Shannon entropy can be treated in mathematical statistics as a "nonparametric statistic". In terms of "sufficient statistics" an important variant of Shannon's theory was introduced by Kullback; here the fundamental quantity is called divergence (or relative-entropy, or cross-entropy, or discrimination). This quantity is important in decision theory, robotic vision, and many other areas.
In mathematical statistics, Shannon entropies are related to Fisher information. In addition, in an appropriate limit, Shannon information is approximated by chi square.
Viewed as a branch of mathematical statistics (one which fits into the Bayesian scheme of things), dealing with time series or dynamical systems, Shannon's theory has the great advantage that the quantities of interest have clear interpretations supported by theorems. However, the problem of estimating "empirical entropies" from data is nontrivial; in addition to bias one must deal with nonlinearity. OTH, the most common parametric statistics (e.g. mean, standard deviation) can be treated in terms of the euclidean geometry in many dimensions, which is the underlying reason why Gauss/Fisher notions of statistics have been so successful.

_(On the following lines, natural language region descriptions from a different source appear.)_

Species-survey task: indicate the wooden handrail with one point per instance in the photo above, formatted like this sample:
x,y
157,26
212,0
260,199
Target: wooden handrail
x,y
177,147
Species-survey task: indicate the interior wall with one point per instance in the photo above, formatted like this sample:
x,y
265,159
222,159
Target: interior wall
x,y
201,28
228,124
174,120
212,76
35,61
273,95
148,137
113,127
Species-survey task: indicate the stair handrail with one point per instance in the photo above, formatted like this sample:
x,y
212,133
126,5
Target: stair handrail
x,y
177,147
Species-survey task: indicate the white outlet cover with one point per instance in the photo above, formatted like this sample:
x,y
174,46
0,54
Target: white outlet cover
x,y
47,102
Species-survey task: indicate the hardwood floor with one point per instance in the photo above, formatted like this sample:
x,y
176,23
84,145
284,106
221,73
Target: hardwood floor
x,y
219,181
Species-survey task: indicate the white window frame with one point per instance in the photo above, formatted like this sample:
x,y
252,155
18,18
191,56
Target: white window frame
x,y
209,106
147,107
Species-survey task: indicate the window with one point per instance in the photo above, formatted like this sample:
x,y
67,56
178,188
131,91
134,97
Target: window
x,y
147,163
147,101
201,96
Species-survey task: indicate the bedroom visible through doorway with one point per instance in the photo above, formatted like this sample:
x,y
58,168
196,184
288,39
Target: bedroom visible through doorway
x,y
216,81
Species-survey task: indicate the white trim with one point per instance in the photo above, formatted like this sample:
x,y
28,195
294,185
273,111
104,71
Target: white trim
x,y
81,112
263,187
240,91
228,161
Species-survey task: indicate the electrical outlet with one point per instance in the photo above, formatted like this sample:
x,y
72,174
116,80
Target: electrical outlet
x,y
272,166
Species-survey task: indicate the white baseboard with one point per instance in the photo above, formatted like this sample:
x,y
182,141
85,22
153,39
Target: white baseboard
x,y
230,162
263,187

However, these statistical quantities suffer from a little publicized but serious drawback: their alleged interpretation is highly suspect. Thus the perennial war between "Bayesians" and "frequentists".
Leaving aside philosophical conundrums (for once these are however crucially important and even have profound consequences for society), I might mention that the important principle of maximal entropy and the closely related principle of minimal divergence give the most efficient and best motivated way to derive and understand essentially all of the distributions one might run across in probability theory, everything from normal to Pareto distributions. The principle of minimal divergence is closely related to the principle of minimal free energy in thermodynamics, via the Legendre transformation. See the books by J. N. Kapur for more about these principles and their many applications. See also books by Rockefellar for optimization in convex geometry.
I should mention that there are game theoretical approaches to combinatorial versions of information theory; these have many connections to first order logic. There is also a famous interpretation of Shannon's information in terms of gambling, which is a kind of probabalistic model of a stochastic game, which is due to the topologist Kelly (see the textbook by Cover and Thomas).
One of the most important notions in mathematics (and physics) is that of symmetry. Boltzmann's approach can be generalized by incorporating group actions to give a theory closely related to Polya counting (in enumerative combinatorics) and to Galois theory (in fact, the Galois group arises as a conditional complexion). In this theory, which is quite elementary, the numerical entropies of Boltzmann are replaced by certain algebraic objects (coset spaces) which Planck called complexions, which obey the same formal properties. Once again, theorems support the interpretation in terms of "information". In this theory, when a group G acts on a set X, the complexity of a subset measures how much information we must be told in order to know how the points of the subset are moved by an unknown element of the group. The entropy is simply a numerical invariant (as a G-set) of the complexion. If you stare at the Boltzmann entropy and think about coset spaces under the natural action by the symmetric group, you will probably guess how it is defined!
Yet another approach was discovered independently by Solomonoff, Chaitin, and Kolmogorov. In this theory, an algorithmic entropy is defined using a mathematical model of computation. This theory (strictly speaking, there are several versions of algorithmic information theory) has fascinating connections with mathematical logic (Chaitin found a reformulation of Goedel's incompleteness theorem within this framework), and is in a sense very general indeed, but suffers from the drawback that algorithmic entropies are only defined up to an uninteresting additive constant and are in furthermore formally uncomputable--- which does tend to limit the practical application of this approach! This hasn't stopped mathematicians and physicists from making the most of it, however. See Li and Vitanyi, An Introduction To Kolmogorov Complexity And Its Applications, 2nd edition, Springer, 1997.
This might seem rather overwhelming, but fortunately there is an excellent source of information which should help students keep their orientation: the undergraduate textbook by Cover and Thomas, Elements of Information Theory, Wiley, 1991 is a superb introduction to Shannon's information theory, with a chapter on algorithmic information theory. It doesn't use the ergodic theory formulation, but some students may find the language of random variables more congenial. But be aware that true mastery is only possible when one thinks of random variables as measureable functions on a probability measure space and uses the ergodic theoretic foundation of Shannon's theory.
I should say that above I have only sketched some of alternatives on order. The ones I have mentioned thus far all share some "Shannonian" characteristics (similar formal properties of the "entropies"). If one goes further afield one finds many other quantities which have been called "entropy", usually by some formal analogy with another "entropy". These "entropies" typically obey few if any known formal properties, which limits their utility.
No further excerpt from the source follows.